Lumpectomy Lounge....let's talk!

V8grrl

lumpectomy done.  Not too much pain. They gave me Percocet for home but even if I just take one I get dizzy. 

I peeked under the binder today  at first I freaked.  I thought my nipple was gone but it was under the gauze.  Hee hee

I did not get to talk to the surgeon after but she told my husband it went well. My right boob appears to he about 2 sizes smaller and due to the swelling it is sitting up nice and perky. ( kind of nice change) she said before surg she would be removing about an apricot size. Which is almost the size of my boob.  No drain needed and she felt it was far enough away from lymph nodes she did not take any out for testing 

Now I just wait for the results. I guess I all ready know it's precancerous but I guess I will need to know if it's anything else

Honestly the pain really just feels like I had a really good chest workout including push-ips and pull-ups.  The only irritating part is not really pain but a bit of burning . And my throat from the tube

And I have no appetite   I did not have any nausea   I'm lucky like that .  So this was my first surgery ever in my life. And the first time ever being put under and the first time ever taking an antibiotic. 
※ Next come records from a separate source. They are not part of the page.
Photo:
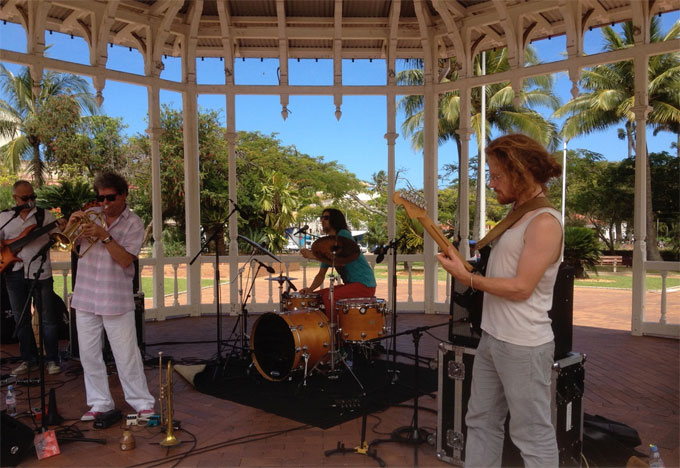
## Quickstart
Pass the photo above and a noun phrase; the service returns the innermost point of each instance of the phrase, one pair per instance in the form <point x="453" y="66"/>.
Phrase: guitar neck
<point x="442" y="241"/>
<point x="19" y="244"/>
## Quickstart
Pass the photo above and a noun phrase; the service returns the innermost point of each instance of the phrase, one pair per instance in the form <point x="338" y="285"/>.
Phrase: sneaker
<point x="90" y="416"/>
<point x="145" y="414"/>
<point x="53" y="368"/>
<point x="24" y="368"/>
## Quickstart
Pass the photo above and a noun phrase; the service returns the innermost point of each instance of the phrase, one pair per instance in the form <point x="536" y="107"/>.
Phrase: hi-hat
<point x="346" y="250"/>
<point x="281" y="278"/>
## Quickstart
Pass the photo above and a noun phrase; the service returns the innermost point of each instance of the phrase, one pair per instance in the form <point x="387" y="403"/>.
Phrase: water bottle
<point x="655" y="460"/>
<point x="11" y="401"/>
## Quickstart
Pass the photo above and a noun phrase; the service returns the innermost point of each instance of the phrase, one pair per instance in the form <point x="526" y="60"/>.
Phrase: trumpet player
<point x="103" y="298"/>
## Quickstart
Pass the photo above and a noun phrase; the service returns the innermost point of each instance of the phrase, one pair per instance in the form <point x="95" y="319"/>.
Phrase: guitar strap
<point x="512" y="218"/>
<point x="39" y="216"/>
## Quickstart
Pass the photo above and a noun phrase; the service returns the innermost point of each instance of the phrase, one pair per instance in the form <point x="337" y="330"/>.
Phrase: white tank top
<point x="524" y="323"/>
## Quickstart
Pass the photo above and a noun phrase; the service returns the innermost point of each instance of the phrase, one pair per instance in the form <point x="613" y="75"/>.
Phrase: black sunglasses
<point x="109" y="197"/>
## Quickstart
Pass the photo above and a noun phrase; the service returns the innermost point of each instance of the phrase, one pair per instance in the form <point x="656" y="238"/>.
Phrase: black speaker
<point x="16" y="441"/>
<point x="462" y="332"/>
<point x="6" y="316"/>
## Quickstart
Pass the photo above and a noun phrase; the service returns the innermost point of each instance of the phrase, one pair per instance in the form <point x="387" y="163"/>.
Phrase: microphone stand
<point x="393" y="246"/>
<point x="42" y="254"/>
<point x="218" y="310"/>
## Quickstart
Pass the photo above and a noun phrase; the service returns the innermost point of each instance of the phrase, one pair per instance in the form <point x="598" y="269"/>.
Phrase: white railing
<point x="171" y="302"/>
<point x="660" y="327"/>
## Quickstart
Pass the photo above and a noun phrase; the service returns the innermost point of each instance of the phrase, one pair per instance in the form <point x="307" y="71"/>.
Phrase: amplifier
<point x="461" y="332"/>
<point x="454" y="382"/>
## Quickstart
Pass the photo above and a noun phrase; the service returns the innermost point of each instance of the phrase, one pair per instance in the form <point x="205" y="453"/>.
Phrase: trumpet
<point x="66" y="240"/>
<point x="166" y="394"/>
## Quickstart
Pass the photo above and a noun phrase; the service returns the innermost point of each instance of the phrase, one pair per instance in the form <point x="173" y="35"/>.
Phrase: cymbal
<point x="280" y="278"/>
<point x="346" y="250"/>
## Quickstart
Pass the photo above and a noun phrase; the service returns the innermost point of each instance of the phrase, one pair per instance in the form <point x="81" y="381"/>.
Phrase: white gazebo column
<point x="154" y="131"/>
<point x="391" y="137"/>
<point x="430" y="178"/>
<point x="232" y="137"/>
<point x="641" y="111"/>
<point x="192" y="202"/>
<point x="463" y="173"/>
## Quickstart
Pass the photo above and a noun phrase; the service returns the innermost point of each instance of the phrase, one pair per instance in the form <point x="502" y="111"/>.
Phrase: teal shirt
<point x="357" y="271"/>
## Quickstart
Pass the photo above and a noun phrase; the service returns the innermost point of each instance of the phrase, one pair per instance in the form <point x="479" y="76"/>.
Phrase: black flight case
<point x="454" y="381"/>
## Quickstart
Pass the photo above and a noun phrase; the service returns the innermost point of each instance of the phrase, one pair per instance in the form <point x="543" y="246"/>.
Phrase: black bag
<point x="607" y="442"/>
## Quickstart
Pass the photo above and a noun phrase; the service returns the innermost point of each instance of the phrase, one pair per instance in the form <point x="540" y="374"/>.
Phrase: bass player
<point x="513" y="362"/>
<point x="16" y="225"/>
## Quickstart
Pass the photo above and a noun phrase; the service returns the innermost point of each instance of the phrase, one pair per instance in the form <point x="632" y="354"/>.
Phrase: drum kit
<point x="301" y="338"/>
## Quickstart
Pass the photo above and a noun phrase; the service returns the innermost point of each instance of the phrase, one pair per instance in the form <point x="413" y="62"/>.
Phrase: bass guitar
<point x="11" y="247"/>
<point x="470" y="299"/>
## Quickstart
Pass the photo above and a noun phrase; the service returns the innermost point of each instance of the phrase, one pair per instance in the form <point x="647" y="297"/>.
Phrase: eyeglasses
<point x="109" y="197"/>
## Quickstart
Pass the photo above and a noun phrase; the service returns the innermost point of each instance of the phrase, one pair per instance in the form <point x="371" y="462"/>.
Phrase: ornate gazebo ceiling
<point x="325" y="28"/>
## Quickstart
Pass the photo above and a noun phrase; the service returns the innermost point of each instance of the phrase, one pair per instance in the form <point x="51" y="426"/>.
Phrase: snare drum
<point x="361" y="318"/>
<point x="300" y="301"/>
<point x="281" y="343"/>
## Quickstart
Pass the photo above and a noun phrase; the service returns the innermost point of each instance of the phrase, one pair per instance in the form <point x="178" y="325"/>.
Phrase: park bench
<point x="613" y="260"/>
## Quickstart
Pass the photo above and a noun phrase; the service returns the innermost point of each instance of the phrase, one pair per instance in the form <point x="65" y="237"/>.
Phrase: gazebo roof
<point x="324" y="28"/>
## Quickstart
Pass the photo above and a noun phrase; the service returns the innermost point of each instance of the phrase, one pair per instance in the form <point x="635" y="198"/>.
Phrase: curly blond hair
<point x="524" y="160"/>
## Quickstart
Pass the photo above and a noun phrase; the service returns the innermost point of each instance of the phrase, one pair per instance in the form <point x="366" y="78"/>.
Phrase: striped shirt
<point x="103" y="287"/>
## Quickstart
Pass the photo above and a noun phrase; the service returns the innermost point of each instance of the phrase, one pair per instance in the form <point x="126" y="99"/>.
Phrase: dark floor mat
<point x="323" y="402"/>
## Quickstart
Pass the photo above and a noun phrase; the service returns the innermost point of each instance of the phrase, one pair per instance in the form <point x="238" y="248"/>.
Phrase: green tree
<point x="30" y="121"/>
<point x="581" y="249"/>
<point x="501" y="114"/>
<point x="98" y="144"/>
<point x="609" y="98"/>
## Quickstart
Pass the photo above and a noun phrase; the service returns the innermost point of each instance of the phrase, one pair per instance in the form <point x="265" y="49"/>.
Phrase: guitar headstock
<point x="414" y="204"/>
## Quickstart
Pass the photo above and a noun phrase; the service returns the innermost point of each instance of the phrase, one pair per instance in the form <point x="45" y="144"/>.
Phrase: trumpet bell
<point x="66" y="240"/>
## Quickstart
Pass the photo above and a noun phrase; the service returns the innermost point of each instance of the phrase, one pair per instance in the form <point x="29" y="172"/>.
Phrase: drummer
<point x="357" y="275"/>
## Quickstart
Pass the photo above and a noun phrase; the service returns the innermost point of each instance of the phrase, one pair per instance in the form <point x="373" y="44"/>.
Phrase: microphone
<point x="380" y="251"/>
<point x="265" y="266"/>
<point x="43" y="250"/>
<point x="302" y="230"/>
<point x="18" y="208"/>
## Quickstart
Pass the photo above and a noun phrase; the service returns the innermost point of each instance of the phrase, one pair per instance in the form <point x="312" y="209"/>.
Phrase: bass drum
<point x="361" y="318"/>
<point x="281" y="343"/>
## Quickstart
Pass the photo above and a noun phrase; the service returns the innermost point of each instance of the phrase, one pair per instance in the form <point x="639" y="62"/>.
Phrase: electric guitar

All and all the experience wasn't bad 

RedReading

Well, that's cuz we were all in your pockets partying away and rooting for you. We kept a close eye on what they were doing too. We were a bit disappointed by no cute butts to check out. You didn't tell us your surgeon was female!

No. In all seriousness, I'm glad you came through it okay. Just remember not to chase the pain. If it starts to ramp up, take your pills. It is much easier to get rid of pain before it becomes unbearable, than it is to chase after it.

Hugs'n'kisses 

Deb

V8grrl

i did make a note to self for next time: always wear granny panties...there was a lot of butt exposre 

V8grrl

so i was able to glance at my pathology.  it said clean margins no signs of malignancy  size of lump 4.4x3.3x2.7

what will they do next?  ALH ///does it mean they got it all

is this one of those we just monitor or am I done?  

rmlulu

Welcome v8grlrl- sorry about the tong...but after all the girl pics what's a bit more skin...yeah big girl panties!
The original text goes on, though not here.